Expressions

An expression computes a value. ik expressions use conventional operator precedence; all binary levels are left-associative and may be chained.

Primary expressions

A primary expression is the smallest unit:

  • a numeric literal (42, 0xF0), a fixed-point literal (3.14), a boolean (true/false), or a character literal ('A');

  • a string literal ("text");

  • a variable, register, or array element ($x, %PORTB, $buf[i]);

  • a function call (@name(args) or indirect @$ptr(args));

  • a parenthesised expression (( ... )).

Operator precedence

From lowest to highest binding. Operators in the same row share a precedence level and associate left to right.

Prec

Operators

Description

1

||

logical OR (short-circuit)

2

&&

logical AND (short-circuit)

3

|

bitwise OR

4

^

bitwise XOR

5

&

bitwise AND

6

== !=

equality

7

< > <= >=

relational

8

+ -

additive

9

* / %

multiplicative

10

! ~ - & * (unary)

unary prefix (right-assoc.)

Use parentheses to make intent explicit; the unary minus in (-$val) -> $res is parenthesised in the standard examples for exactly this reason.

Arithmetic operators

+, -, *, /, % perform integer arithmetic at the operands’ width. Division and modulo are integer operations. On fixed-point r16 values, prefer the std/math — Fixed-point math routines, which rescale correctly.

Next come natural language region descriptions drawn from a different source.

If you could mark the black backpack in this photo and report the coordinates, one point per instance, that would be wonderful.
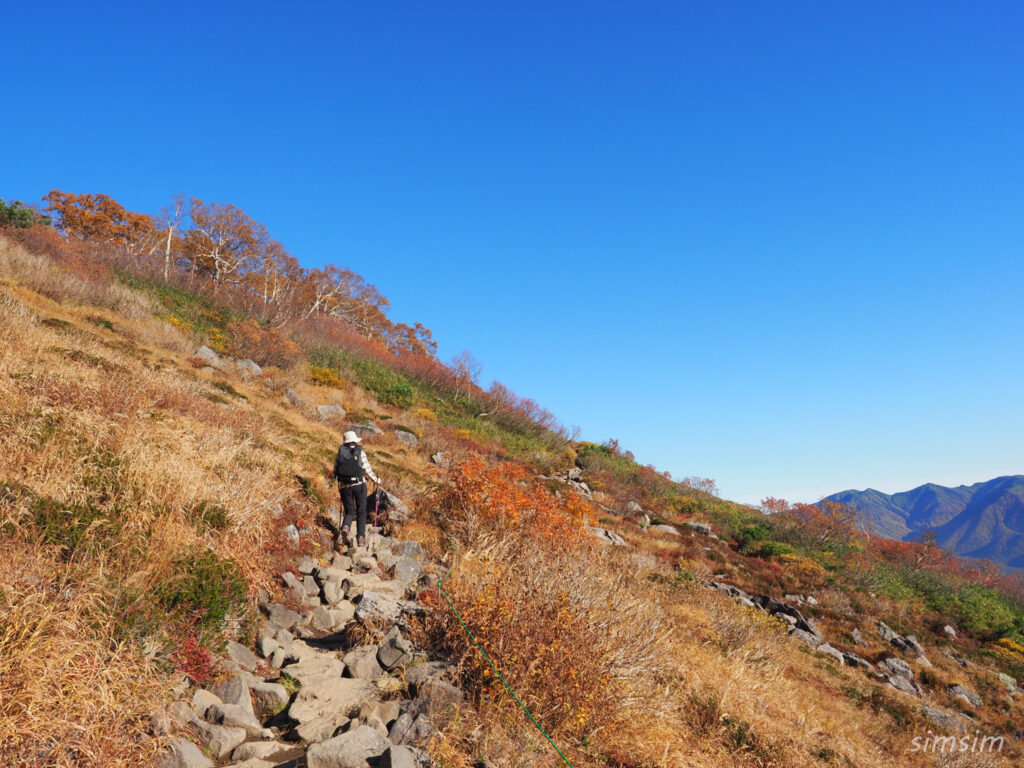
(347, 466)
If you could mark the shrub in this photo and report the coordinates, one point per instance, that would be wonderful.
(203, 590)
(325, 377)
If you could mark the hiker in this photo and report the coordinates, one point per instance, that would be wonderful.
(351, 467)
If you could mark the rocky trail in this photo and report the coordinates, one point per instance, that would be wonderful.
(318, 691)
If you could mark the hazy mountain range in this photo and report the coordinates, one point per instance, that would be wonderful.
(985, 519)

Integer arithmetic wraps at the type width (modular arithmetic). For example, -$val on a u8 holding 5 yields 0xFB (251), the two’s complement byte; on a u16 it yields 0xFFFB (65531).

Bitwise operators

&, |, ^ are bitwise AND, OR, XOR. ~ is unary bitwise NOT (one’s complement): ~5 on a u8 is 0xFA (250).

Comparison operators

==, !=, <, <=, >, >= compare two values and yield a boolean (1 or 0). They are the conditions you put after ? and inside loop bounds.

Logical operators

&& and || are short-circuiting logical AND and OR over boolean (nonzero = true) operands. ! is logical NOT: !0 is 1, !$x is 1 when $x is zero and 0 otherwise.

Address-of and dereference

In operand (unary, prefix) position:

  • &expr takes the address of a location, producing a pointer. &$value is a pointer to $value; &@func is a function pointer to @func.

  • *expr dereferences a pointer, reading or writing the pointed-to value. *$p reads, and *$p -> $x reads through $p, while $v -> *$p writes through it.

These are syntactically distinct from the infix & (bitwise AND) and * (multiply): the parser decides based on position. & and * between two operands are the binary operators; at the front of an operand they are address-of and dereference.

Array indexing

base[index] selects an element. The index is any expression, so dynamic indexing is allowed, and an indexed element is a valid assignment target:

$buf[0]       # read element 0
$buf[$i]      # read element $i (runtime index)
10 -> $buf[2] # write element 2

Function calls

A direct call names the function with its @ sigil:

@delay_ms(500)
ram imut $n: u16 = @square(7)

An indirect call goes through a function-pointer variable, combining the sigils as @$var:

ram imut $f: fn(u8) -> u8 = &@double
ram imut $r: u8 = @$f(21)

Argument expressions are evaluated and passed in order. See Functions for the calling convention and Compiler intrinsics for the compiler-provided @ operations that look like calls but emit single instructions.